How CreditEase uses AI to achieve efficiency
We don’t do technology for technology’s sake. Technology should be applied to make financial services better.
We achieve great efficiency by utilizing technology, including AI, within our company. For example, in the past, our IT infrastructure databases were handled by IT experts. There were several dozen of them doing key tasks like maintenance and monitoring. Now we have an AI-based system that can handle some of the minor problems. Of course, that system learns how to do things from our experienced engineers and experts, so more and more problems can be identified and handled by our AI-based system. Then we have a very lean team to run our IT infrastructure, monitoring, troubleshooting, and so on.

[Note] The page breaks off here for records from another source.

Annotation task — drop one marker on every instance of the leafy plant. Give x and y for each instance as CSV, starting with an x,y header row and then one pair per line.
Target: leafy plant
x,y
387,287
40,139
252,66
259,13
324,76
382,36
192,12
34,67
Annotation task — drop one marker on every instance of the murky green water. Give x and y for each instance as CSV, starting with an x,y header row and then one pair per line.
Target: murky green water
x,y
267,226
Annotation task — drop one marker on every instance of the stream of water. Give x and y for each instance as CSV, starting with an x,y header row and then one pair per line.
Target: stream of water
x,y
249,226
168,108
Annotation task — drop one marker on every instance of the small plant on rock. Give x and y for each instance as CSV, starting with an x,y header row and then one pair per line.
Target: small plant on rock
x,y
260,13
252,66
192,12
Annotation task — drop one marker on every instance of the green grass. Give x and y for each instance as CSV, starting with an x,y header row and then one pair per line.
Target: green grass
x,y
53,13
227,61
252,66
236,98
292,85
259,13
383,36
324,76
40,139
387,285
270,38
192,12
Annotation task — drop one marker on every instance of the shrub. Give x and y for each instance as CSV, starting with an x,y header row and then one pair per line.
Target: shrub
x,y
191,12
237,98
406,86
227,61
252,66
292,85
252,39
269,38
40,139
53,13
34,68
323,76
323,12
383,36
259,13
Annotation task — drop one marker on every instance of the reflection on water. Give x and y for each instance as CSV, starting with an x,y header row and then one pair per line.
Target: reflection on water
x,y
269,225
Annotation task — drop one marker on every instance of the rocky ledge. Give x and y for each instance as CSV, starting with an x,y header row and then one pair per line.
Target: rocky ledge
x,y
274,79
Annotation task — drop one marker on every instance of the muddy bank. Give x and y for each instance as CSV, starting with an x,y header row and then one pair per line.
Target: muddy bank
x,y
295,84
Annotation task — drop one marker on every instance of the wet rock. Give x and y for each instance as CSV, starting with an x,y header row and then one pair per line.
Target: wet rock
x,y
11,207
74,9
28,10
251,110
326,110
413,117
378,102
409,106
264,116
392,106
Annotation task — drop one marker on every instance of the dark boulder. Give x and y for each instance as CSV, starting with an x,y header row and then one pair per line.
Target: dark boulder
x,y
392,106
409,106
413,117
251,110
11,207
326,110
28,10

In addition to using AI in what we do, we are also a key investor in AI technology in China. Our wealth-management business serves China’s elite, high-, and ultrahigh-net-worth individuals, mostly successful entrepreneurs in traditional industries like manufacturing, real estate, importing, and exporting. They’re interested in investing in the new economy, including AI. To enable that, we serve as a limited investment partner for pretty much all tier-one venture capitalists in China. Venture capitalists need long-term capital to allow them to invest in start-ups that can take ten years or more to grow into the next Tencent, the next Alibaba, the next CreditEase. In the past, that type of patient capital hasn’t been available in China’s ecosystem, so we’ve come in to give it to them.
We need to figure out which venture-capitalist and private-equity (VC/PE) firms can be really good. We can see if they’ve done a good job in the past, but is there going to be consistent performance ten years down the road? In the past, this type of analysis has been done by a group of experts. But today AI is helping these experts tremendously.
We’ve been able to put fund and team information—both public and proprietary—for more than 20,000 VC/PE investors into an AI tool that can do over 60 dimensions of analytics and help our investment experts in many ways. For example, in the past, investment experts could do only one or two degrees of reference—call someone they know for information about someone the contact knows. But you can’t do six degrees of separation. You know everybody if you do six degrees. The machine can do that. It creates beautiful knowledge graphs with all the relationships among these portfolio companies, allowing our investment team to be very effective in asking the right questions and calling the right people to gain more knowledge about a particular fund.
The tool also helps us to make investment decisions. Every second the tool collects new information and tries to draw some conclusion from it. But then our experts have to decide if the conclusion makes sense. We as humans need to make sure machines come up with recommendations that are based on solid investment logic, not just some random pattern. So the decision making eventually has to be made by human beings. That’s why I foresee this system of machine plus human beings going forward for a very long time.